Revoke from Project Page
- Go to the project detail page
- Find the token in the tokens list
- Click Revoke
Bulk Revocation
To revoke all tokens for a project:
- Go to the project detail page
- Click Revoke All Tokens
- Confirm the action
Warning: Bulk revocation affects all tokens immediately and cannot be undone.
When to Revoke Tokens
- Token is compromised
- User/service no longer needs access
- Rotating all credentials
- Responding to security incidents
- End of temporary access period
Token States Explained
Active Tokens
- Within expiration time
- Under request limit
- Parent project is active
- Not manually revoked
Expired Tokens
- Expiration time has passed
- Cannot be reactivated
- Generate new token instead
Revoked Tokens
- Manually deactivated via Admin UI or API
- Can potentially be reactivated via API (use PATCH)

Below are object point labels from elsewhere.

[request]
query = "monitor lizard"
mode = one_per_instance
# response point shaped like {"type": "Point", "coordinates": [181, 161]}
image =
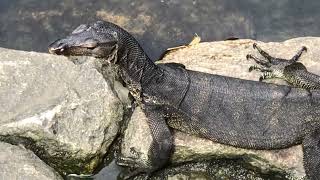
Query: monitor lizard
{"type": "Point", "coordinates": [236, 112]}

- Shown in list for audit purposes
Rate Limited Tokens
- Active but reached max_requests limit
- Cannot be used until limit is reset
- Generate new token or increase limit
Managing Token Lists
Sort Options
Click column headers to sort by:
- Created date
- Expiration date
- Request count
- Status
Bulk Actions
Select multiple tokens to:
- Export token list (CSV)
- Bulk revoke (with confirmation)
Common Workflows
Generate Short-Lived Token for Testing
- Go to project
- Generate Token
- Set duration to 1-4 hours
- Copy token for testing
- Token auto-expires
Set Up Service Account Token
- Generate token with longer duration (168-720 hours)

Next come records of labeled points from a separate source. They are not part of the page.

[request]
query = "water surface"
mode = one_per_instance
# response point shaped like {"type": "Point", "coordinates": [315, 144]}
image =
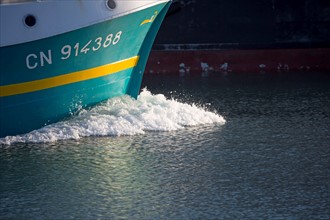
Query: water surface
{"type": "Point", "coordinates": [217, 146]}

- Set appropriate request limit
- Store securely in service configuration
- Monitor usage in Admin UI
Rotate Tokens
- Generate new token before old expires
- Update application with new token
- Verify new token works
- Revoke old token
Emergency Token Revocation
If a token is compromised:
- Immediately revoke the specific token
- Check audit logs for unauthorized usage
- Generate replacement token
- Update legitimate users
Monitoring Best Practices
Regular Checks
- Review active tokens weekly
- Check for unused tokens (no recent requests)

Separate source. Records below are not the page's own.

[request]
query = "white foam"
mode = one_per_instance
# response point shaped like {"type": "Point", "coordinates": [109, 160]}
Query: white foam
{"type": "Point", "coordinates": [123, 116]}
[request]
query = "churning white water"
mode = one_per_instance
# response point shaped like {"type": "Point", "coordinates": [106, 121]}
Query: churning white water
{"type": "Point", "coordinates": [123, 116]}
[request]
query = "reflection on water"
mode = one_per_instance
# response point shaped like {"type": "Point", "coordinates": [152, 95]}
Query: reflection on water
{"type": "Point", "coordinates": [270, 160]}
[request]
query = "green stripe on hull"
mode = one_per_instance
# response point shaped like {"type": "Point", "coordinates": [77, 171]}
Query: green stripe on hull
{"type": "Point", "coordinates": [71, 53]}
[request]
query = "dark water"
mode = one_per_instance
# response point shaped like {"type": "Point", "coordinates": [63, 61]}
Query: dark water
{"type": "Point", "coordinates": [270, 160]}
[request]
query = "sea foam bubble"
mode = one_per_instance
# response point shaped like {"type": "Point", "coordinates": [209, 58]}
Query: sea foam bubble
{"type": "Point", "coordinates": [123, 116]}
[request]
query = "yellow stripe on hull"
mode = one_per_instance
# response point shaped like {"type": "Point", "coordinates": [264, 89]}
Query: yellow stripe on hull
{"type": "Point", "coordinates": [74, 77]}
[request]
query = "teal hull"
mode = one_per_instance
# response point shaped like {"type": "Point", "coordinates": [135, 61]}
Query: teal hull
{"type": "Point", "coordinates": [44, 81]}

- Monitor tokens approaching expiration
- Review tokens near request limits
Audit Log Review
Check audit logs for:
- Unexpected token creation
- Unusual usage patterns
- Failed authentication attempts
- Bulk revocation events
Troubleshooting
Token Not Working
Check:
- Is token status Active?
- Has token expired?
- Has request limit been reached?
- Is parent project active?
Solution: Generate a new token if any check fails.
Cannot Generate Token
Error: “Cannot generate tokens for inactive project”
Solution: Activate the project first, then generate token.
Token Expired Too Soon
Check: The duration setting at generation time.
Prevention: Use longer duration for services that need persistent access.
High Request Count
Monitor: Compare request_count to max_requests.
Action: Generate new token with higher limit if needed.